Dr. Josephine Barbaro has devoted her research to the early identification and diagnosis of autism in infants and toddlers.


As a result, she helped create the Social Attention and Communication Study (SACS) while conducting research at La Trobe University.


“The SACS is the most successful tool for the very early detection of Autism in the world, identifying children with autism aged 12 to 24 months with an accuracy of 81%.


“The SACS has been incorporated into Australia’s Autism Cooperative Research Centre (CRC), and is used amongst healthcare professionals across Australia, Europe, and the Asia-Pacific,” said the university.


And now this valuable screening process is being taught to all maternal and child health nurses across Victoria, Australia. This could be a big step for parents who’ve a child with autism.



The lead researcher continually stresses the importance of the disorder’s early detection, saying that diagnoses at a younger age can make an “incredible difference”, according to ABC News.
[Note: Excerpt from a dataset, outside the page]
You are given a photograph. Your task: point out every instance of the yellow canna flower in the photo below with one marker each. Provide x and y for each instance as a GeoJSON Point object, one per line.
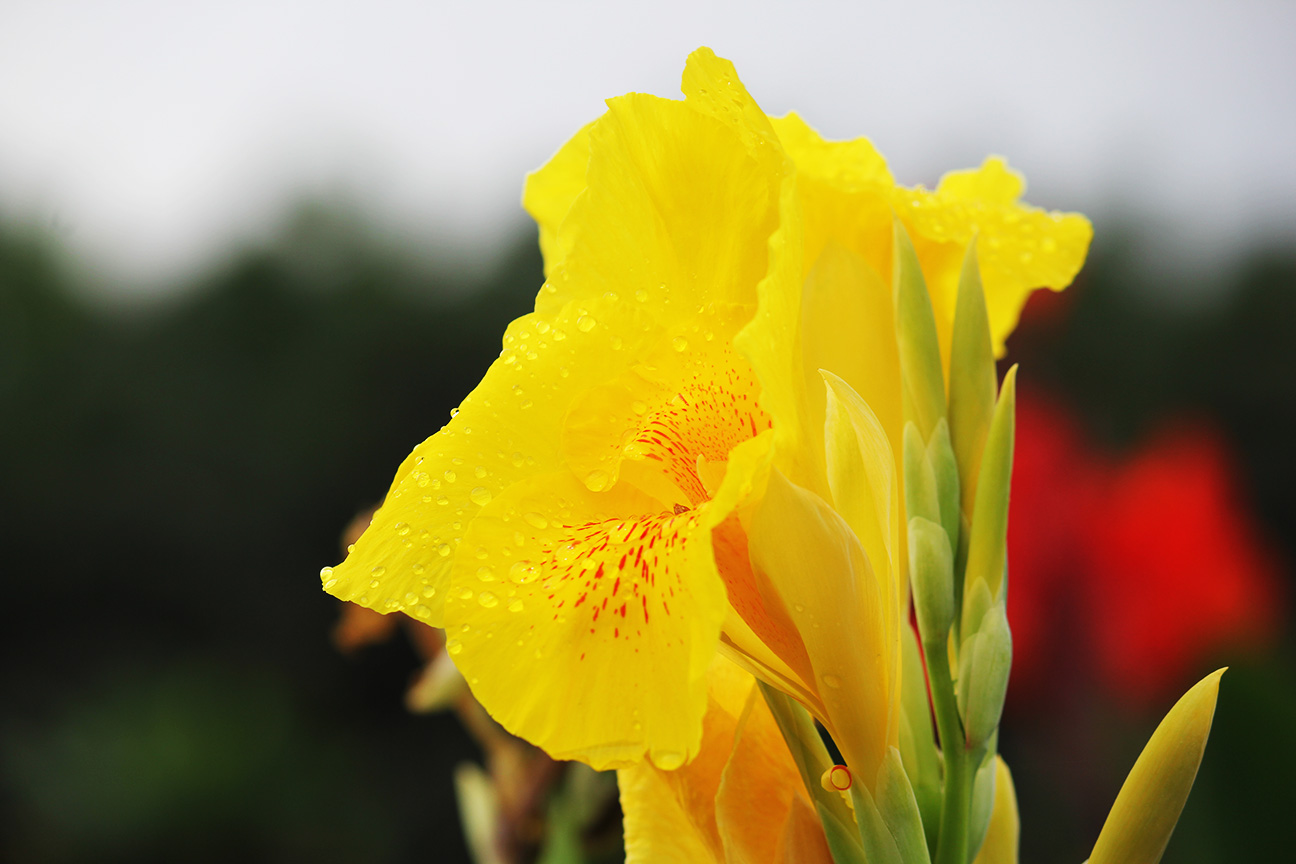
{"type": "Point", "coordinates": [739, 802]}
{"type": "Point", "coordinates": [691, 443]}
The study found that children diagnosed with autism at two-years-old or younger had a 25% increase in their cognitive skills and were better integrated into school life.


Using Dr. Barbaro’s detailed observational methodology, nurses will be trained to look at specific communication skills or lack of such skills in toddlers and infants as young as 12-months-old.


These behaviours include infrequent use of eye contact, imitation such as copying actions, gestures such as waving or nodding, response to being called by name, lack of pretend play, and pointing at things out of reach.


Once the developmental disorder has been detected, parents will be instructed on the best ways to manage their children.


“We want to highlight the fact that their child may actually have autism and that we can actually do something about it,” Dr. Barbaro said.